Собственно, различие между российской (буржуазной, не подчеркивающей классовых границ и враждебности остального мира) и советской (защищавшей «пролетарские завоевания», идеологизированной и зацикленной на «холодную войну») реальностями не дают возможности власти осуществить запланированные шаги, оставаясь в юридическом (даже не правовом) поле. И, если намерения власти не ситуативны, ей рано или поздно придется возвращаться к советской правовой системе, а потом — к «революционному правосознанию», которое было важнейшим обоснованием респрессий против антисоветски настроенных лиц в начале 1920-х годов. 

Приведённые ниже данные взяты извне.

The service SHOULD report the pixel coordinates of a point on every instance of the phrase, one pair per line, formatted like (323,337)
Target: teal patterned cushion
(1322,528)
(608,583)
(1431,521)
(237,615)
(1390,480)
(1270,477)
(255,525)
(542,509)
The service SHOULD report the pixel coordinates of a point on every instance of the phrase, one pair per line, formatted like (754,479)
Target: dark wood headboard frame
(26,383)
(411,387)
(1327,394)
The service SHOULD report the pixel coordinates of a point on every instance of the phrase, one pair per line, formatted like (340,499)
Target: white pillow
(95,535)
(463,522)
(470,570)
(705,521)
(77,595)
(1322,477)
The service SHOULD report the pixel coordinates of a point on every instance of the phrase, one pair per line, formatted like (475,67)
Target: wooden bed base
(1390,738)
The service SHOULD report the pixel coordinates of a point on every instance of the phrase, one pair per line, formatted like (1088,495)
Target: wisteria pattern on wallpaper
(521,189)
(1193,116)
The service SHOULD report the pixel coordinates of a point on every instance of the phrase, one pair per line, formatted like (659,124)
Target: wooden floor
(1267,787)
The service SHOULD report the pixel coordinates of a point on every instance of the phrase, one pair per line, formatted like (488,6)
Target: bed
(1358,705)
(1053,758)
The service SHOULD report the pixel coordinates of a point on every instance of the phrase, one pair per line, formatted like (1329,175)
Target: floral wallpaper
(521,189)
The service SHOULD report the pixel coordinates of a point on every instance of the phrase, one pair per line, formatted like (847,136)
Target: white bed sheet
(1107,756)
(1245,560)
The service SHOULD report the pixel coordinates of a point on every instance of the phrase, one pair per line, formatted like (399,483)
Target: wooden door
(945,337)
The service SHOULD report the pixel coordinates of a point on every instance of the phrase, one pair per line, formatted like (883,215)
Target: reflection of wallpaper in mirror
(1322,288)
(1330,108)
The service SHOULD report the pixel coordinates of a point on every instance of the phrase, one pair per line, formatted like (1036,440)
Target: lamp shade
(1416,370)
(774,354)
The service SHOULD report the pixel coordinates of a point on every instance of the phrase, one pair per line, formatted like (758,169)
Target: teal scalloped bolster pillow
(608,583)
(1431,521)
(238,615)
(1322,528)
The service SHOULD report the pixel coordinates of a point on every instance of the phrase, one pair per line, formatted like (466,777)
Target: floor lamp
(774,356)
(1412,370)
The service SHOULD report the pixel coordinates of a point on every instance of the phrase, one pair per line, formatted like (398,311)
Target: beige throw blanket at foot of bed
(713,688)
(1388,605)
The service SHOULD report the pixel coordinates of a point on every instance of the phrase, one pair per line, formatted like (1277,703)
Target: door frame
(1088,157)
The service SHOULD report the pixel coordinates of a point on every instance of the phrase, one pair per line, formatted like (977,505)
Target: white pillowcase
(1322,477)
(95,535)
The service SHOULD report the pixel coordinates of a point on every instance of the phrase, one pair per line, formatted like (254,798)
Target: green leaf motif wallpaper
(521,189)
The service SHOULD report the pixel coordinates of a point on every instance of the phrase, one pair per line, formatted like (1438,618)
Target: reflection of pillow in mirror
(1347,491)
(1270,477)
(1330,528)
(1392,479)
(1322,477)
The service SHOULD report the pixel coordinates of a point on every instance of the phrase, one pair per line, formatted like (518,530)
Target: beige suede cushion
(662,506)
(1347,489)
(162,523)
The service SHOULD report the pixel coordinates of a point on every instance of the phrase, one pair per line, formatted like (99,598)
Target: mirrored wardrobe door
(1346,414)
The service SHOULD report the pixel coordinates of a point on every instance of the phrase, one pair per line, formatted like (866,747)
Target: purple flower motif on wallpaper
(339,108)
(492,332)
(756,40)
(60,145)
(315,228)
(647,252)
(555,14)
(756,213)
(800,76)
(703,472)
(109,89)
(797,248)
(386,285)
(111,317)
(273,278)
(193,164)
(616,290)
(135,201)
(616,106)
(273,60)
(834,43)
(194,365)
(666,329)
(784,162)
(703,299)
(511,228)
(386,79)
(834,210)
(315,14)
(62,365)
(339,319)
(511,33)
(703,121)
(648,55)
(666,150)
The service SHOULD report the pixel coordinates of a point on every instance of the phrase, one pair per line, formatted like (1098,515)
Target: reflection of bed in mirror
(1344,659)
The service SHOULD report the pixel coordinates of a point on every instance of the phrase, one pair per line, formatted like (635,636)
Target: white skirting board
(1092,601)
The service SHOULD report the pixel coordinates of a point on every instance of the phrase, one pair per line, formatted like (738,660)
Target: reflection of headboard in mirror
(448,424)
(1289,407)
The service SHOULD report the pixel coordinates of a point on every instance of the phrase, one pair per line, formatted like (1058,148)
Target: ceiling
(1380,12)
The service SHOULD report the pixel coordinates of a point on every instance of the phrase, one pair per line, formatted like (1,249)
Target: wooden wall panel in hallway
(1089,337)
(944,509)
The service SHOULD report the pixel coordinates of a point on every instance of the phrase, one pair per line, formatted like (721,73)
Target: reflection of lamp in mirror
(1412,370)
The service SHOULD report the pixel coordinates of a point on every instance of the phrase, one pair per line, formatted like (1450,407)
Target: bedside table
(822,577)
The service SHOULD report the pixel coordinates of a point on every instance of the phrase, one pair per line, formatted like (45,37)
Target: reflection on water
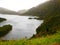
(22,26)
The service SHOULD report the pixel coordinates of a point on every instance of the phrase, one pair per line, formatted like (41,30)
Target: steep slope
(51,23)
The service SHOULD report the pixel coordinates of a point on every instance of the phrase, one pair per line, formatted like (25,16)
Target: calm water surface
(22,26)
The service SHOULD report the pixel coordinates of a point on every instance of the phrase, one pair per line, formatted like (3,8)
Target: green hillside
(4,29)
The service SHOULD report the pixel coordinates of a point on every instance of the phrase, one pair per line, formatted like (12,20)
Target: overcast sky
(20,4)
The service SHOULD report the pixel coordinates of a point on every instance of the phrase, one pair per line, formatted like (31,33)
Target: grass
(48,40)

Иначе говоря, отбрасывать присущую современному миру легалистскую традицию и бороться не с преступниками (пусть даже воображаемыми), а с врагами (постепенно становящимися все более реальными) (первым шагом к чему является внесение темы «борьбы» или «войны», а также рассуждения о руководителях страны как о «командующих в воюющей стране» в политическую риторику).

Истерическая пропаганда, разворачивающаяся на наших глазах, свидетельствует, на мой взгляд, о том, что окончательного выбора еще не сделано. Даже принятие нормы о гражданах, выполняющих функции иностранного агента, предполагает весьма мягкие ограничения на их деятельность и требуют соответствующего обоснования причин внесения их в число таковых.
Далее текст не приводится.